La période d’étude a duré du 1er février au 28 mai 2021, avec plus de 800 participants présentant une maladie de type COVID, tous âgés d’au moins 16 ans ou plus. Parmi ceux-ci, près de 30% ont renvoyé un test positif pour le coronavirus 2 du syndrome respiratoire aigu sévère (SRAS-CoV-2).
Les facteurs de risque de positivité du test comprenaient le sexe masculin, l’origine ethnique noire non hispanique, l’âge inférieur à 65 ans et le fait d’être testé au Michigan ou en Pennsylvanie. Le pic de positivité des tests a eu lieu au cours de la deuxième semaine d’avril.
Sur les quelque 800 participants à l’étude, 364 étaient vaccinés ; plus de 60% avaient pris le vaccin Pfizer, et le reste le vaccin Moderna. Il y avait 37 cas positifs pour le SRAS-CoV-2 dans ce groupe.
Par rapport aux résultats des tests, environ un cas positif sur sept pour le SRAS-CoV-2 avait pris une ou plusieurs doses d’un vaccin à ARNm. Moins de la moitié (46%) des cas vaccinés avaient pris deux doses du vaccin, 15/37 ayant pris le vaccin Pfizer et 2 le vaccin Moderna.
Sur les 20 autres, 15 avaient reçu une dose unique du vaccin Pfizer et 5 le vaccin Moderna. En revanche, 57 % des individus vaccinés non infectés (n=327) avaient été vaccinés.
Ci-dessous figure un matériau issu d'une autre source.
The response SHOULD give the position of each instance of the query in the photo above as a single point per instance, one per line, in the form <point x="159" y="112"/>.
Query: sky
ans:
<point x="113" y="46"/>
Parmi eux, 231 et 96 étaient respectivement partiellement ou totalement vaccinés.
L’EV en CLI ambulatoire était donc de 91 % et 75 % chez les vaccinés totalement et partiellement.
Quelles sont les implications ?
Cette étude montre que les vaccins à ARNm réduisent le COVID-19 confirmé symptomatique de 91 % dans le groupe entièrement vacciné, contre 75 % chez les partiellement vaccinés. Ceux-ci corroborent et renforcent les preuves d’essais cliniques antérieurs selon lesquels ces vaccins réduisent la gravité de la maladie dans tout le spectre de COVID-19.
Le cadre de l’étude actuelle, qui s’est concentrée sur les patients ambulatoires, convient à la détection d’infections bénignes et d’infections chez les patients plus jeunes, qui sont touchés dans de plus grandes proportions à mesure que la pandémie progresse et qui sont plus susceptibles de développer des symptômes modérés que graves.
Deuxièmement, ce groupe est plus susceptible de ne pas être vacciné, ce qui les prédispose à un risque plus élevé de maladie. Troisièmement, les études ambulatoires s’adressent aux patients atteints d’une maladie légère ou modérée. Ces facteurs garantissent que l’efficacité du vaccin contre le SRAS-CoV-2 en temps réel, en particulier les variantes préoccupantes, peut être mieux surveillée dans ce cadre, ce qui exclut de nombreuses sources de confusion.
« Dans cette étude, la réception de vaccins à ARNm était associée à la prévention de la plupart des COVID-19 légers à modérés chez les patients ambulatoires cherchant des soins médicaux ou des tests aux États-Unis Les résultats soutiennent les recommandations de l’ACIP pour vacciner les personnes éligibles ainsi que les efforts pour augmenter la couverture vaccinale dans la population américaine pour la prévention des maladies symptomatiques. «
*Avis important
medRxiv publie des rapports scientifiques préliminaires qui ne sont pas évalués par des pairs et, par conséquent, ne doivent pas être considérés comme concluants, orienter la pratique clinique/le comportement lié à la santé, ou traités comme des informations établies.